# looking for advice



## coyotehunter25 (Oct 24, 2010)

i am just starting to learn how to hunt coyotes and was wondering what is a good rifle to use? any help would be great


----------



## hassell (Feb 9, 2010)

coyotehunter25 said:


> i am just starting to learn how to hunt coyotes and was wondering what is a good rifle to use? any help would be great


 If you spend a little time and scroll through this thread and general firearm site there is plenty of info from many members from all walks of life, if you have no luck finding anything feel free to PM me or any other one of us.


----------



## KaBloomr (Mar 18, 2010)

ch25,

Welcome to the forum. The best rifle for starting out is any centerfire that you can shoot accurately. Depending on your terrain in Nebraska, I imagine you will probably have the opportunities for long shots. My favorite rifle is a .223 Rem, but if I'm hunting out in open country with the potential for 300-400 yard shots, I take my .22-250 or .25-06. I don't harvest pelts, so maybe someone on here that does can give you some advice on fur-friendly calibers and loads.


----------



## El Gato Loco (Jan 15, 2010)

Welcome to PredatorTalk!









I am a big fan of the .223. It's affordable, readily available and shoots really well. You can find a good rifle in .223 on the cheap too.

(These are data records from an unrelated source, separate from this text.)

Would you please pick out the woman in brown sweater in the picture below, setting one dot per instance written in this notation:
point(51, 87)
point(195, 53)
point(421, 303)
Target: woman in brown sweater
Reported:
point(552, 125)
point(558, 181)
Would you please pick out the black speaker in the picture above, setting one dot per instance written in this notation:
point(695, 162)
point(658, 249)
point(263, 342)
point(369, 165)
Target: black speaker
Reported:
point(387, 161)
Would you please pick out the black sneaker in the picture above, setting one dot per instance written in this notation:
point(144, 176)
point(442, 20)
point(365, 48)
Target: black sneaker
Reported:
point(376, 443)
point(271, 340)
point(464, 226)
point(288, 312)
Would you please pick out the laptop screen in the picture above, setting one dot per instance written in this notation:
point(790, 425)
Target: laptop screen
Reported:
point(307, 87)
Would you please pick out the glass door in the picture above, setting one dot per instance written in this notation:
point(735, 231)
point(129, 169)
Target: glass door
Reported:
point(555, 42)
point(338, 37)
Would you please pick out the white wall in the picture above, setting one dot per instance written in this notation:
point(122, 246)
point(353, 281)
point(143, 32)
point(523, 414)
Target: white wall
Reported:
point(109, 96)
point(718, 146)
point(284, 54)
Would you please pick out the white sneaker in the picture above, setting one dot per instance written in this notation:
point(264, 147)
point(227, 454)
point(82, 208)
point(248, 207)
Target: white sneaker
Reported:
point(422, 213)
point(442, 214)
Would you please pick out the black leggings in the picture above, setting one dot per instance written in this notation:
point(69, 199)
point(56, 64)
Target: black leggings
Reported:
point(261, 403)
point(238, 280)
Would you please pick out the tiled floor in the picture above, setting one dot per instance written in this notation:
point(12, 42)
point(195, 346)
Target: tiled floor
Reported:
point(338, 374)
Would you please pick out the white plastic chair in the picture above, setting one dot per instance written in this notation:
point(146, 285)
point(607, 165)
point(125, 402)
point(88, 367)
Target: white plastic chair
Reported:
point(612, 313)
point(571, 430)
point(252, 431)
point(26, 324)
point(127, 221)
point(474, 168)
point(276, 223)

Keep us posted on your progress!


----------



## wvcoyote (Mar 14, 2010)

welcome to the forum. 
What Chris said,or if want rifle to deer hunt with to a .243 win. they are really accurate, ammo is easy to find and they are reasonably priced. just my 2 cents worth.


----------



## youngdon (Mar 10, 2010)

Welcome to the forum. If you already own a centerfire rifle and can shoot it accurately then start right there. If you don't own one or would like another (wouldn't we all) .223 remington, 22-250, .243 are probably the most popular cartridges, and can be had from a variety of manufacturers. If I had to start all over I'd probably look at the Savage edge. My local Cabela's had them on sale for $329 w/ scope or $259 with out. Those are amazing prices for a rifle that I have heard will shoot great.
*These are on sale Oct. 28th thru Nov. 7th *so I guess you still have a few days before it starts.


----------



## On a call (Mar 3, 2010)

Hey thanks Don!!

I may have to go look at those rifles !

Life is good and I want to shoot straight.

I am wanting a .243 this year...who knows perhaps I can make that 500-600 yard shot.


----------



## youngdon (Mar 10, 2010)

No problem, they also have several regular Savage rifles on sale.


----------



## bar-d (Feb 3, 2010)

coyotehunter25 said:


> i am just starting to learn how to hunt coyotes and was wondering what is a good rifle to use? any help would be great


Welcome to PT. Help stimulate the economy and give credence to those of us that have been telling our spouses that we really need 15 rifles, buy several!


----------



## KaBloomr (Mar 18, 2010)

LOL bar-d. Also, buy some cans of spray paint that match the stocks of your newly purchased rifles to mitigate problems with your wife. Look Honey! How do you like the paint job I just put on that "old" rifle I've had forever!


----------



## On a call (Mar 3, 2010)

ha ha...I like that. And another benifit would be they all look the same.

Well now that I think of it...she says that anyhow. Other than the handguns.


----------



## El Gato Loco (Jan 15, 2010)

bar-d said:


> Welcome to PT. Help stimulate the economy and give credence to those of us that have been telling our spouses that we really need 15 rifles, buy several!


But be careful with letting her see your collection all together in one place or you risk running into what I did.... the shock and awe when she looks in the safe and yells "You bought 3 of the exact same gun?!?!?!?". They just don't understand.


----------



## bar-d (Feb 3, 2010)

Chris Miller said:


> But be careful with letting her see your collection all together in one place or you risk running into what I did.... the shock and awe when she looks in the safe and yells "You bought 3 of the exact same gun?!?!?!?". They just don't understand.


No sense of humor.


----------



## coyotehunter25 (Oct 24, 2010)

hey thanks for all the info guys! im sure i will have more questins later.


----------



## knapper (Feb 5, 2010)

Hey with friends like us enemy's will be the least of your problems. Just rember if all elese fails play dead.


----------



## ebbs (Feb 7, 2010)

Too many guns = a lie from the pit of hell.


----------



## On a call (Mar 3, 2010)

Just like tools...just get a bigger hammer

With guns...just get another


----------